Diesen rote Faden sponn dann auch der bekannte Virologe Professor Hendrik Streeck weiter. Gleich zu Beginn räumte er die Illusion auf, die Corona Pandemie sei vorüber. Das Virus werde uns noch auf lange Zeit erhalten bleiben. Auch für ihn hänge viel vom Erfolg der Impfkampagne ab, wobei jeder das Recht habe, sich nicht impfen zu lassen. Zugleich mahnte der Top-Virologe einen differenzierteren Umgang mit der Erkrankung an. So habe man sich viel zu spät und auch dann nicht ausreichend mit der Segmentierung einzelner Schwerpunkte in Altersgruppen und Standorten gekümmert. Wohltuend waren auch die kühlen Bemerkungen des Verlegers des Grundeigentumverlages, Dieter Blümmel. Das Bauen von Wohnungen mache nur dann Sinn, wenn der Bauherr mit einer Rendite seiner Investitionen rechnen könnte. Immer neue Anforderungen an Baumaterialien und Ausstattungen trieben die Kosten in die Höhe. Das hätte unweigerlich Auswirkungen auf die Mietenpolitik. Im Übrigen, so Dieter Blümmel, herrsche in Berlin bei weitem nicht der Nachfragedruck katastrophal hoch. Auch die zurückgehende Zuwanderung in die Stadt entlaste den Wohnungsmarkt. Die Unternehmen forderten Blümmel auf, sich stärker von den schwarzen Schafen der Branche zu distanzieren. Was auf jeden Fall nicht weiter helfe, seien staatlich verordnete Mietendeckel oder gar Enteignungsszenarien. Inmitten der erlauchten Senioren gaben dann Christian Crain von der PriceHubble Deutschland GmbH sowie Matthias Eisentraut von der Lidl GmbH & Co. KG praktische Beispiele, wie mit der Digitalisierung der tägliche Arbeitsablauf effizienter gestaltet werden kann, sowie moderne Unternehmen in Zeiten von Corona und boomenden Onlinehandel weiter expandieren können.
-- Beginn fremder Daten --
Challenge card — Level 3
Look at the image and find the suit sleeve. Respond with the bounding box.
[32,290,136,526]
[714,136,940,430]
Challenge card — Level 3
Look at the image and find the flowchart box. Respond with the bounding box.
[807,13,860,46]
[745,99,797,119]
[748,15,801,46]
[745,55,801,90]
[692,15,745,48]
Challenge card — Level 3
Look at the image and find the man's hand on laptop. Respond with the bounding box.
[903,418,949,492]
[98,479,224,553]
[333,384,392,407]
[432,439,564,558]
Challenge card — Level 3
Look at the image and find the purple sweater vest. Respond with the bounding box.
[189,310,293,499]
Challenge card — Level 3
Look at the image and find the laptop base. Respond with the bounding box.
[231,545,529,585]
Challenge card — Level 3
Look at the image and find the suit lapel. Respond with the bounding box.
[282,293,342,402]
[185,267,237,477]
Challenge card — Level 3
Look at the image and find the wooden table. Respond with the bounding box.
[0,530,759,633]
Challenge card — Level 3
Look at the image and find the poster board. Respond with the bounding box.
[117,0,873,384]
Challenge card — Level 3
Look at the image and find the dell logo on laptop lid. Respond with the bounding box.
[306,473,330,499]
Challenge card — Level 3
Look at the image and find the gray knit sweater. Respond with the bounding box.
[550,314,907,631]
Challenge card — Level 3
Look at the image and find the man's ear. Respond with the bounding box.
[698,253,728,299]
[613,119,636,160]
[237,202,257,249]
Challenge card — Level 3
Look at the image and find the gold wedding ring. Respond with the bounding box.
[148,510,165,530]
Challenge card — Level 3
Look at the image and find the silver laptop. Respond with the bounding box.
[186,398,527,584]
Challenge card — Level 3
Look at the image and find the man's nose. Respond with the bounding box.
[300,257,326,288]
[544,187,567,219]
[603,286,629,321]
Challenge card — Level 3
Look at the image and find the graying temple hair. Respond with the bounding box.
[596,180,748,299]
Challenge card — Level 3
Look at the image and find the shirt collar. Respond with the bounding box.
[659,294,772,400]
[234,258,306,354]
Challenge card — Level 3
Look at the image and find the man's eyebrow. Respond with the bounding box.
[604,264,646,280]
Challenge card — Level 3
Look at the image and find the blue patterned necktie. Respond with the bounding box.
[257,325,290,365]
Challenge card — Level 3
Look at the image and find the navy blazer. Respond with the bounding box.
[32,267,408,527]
Die Unzufriedenheit mit der Situation in Berlin brachte der langjährige Berliner Spitzenpolitiker, Verfassungsrechtler und Ex-Verteidigungsminister Rupert Scholz auf den Punkt als er feststellte, Berlin habe die Erwartungen an die Deutsche Hauptstadt enttäuscht.
Abschluss und Höhepunkt des Tages war schließlich der Auftritt von Deutschlands bekanntesten Linken, Gregor Gysi. Witzig und launig wie immer nahm er die Klagen der Immobilienbranche ins Visier. Sein Vorschlag für neue und bessere Wege war ein Bündnis zwischen Linkspartei und mittelständischer Wirtschaft. Gemeinsam müsse man gegen die internationalen Konzerne vorgehen. Ein wichtiger Schritt sei dabei, die letztendlich beschlossene Mindestbesteuerung von Facebook und Co. Die höheren Belastungen für die „Großen“ könnten dann dem Mittelstand zugutekommen.
Der Immobilientag des RDM jammerte nicht über sich selbst, sondern zeigte Wege in die Zukunft.
Dann, auf ein Neues – freuten sich viele Teilnehmer schon auf das Treffen im nächsten Jahr.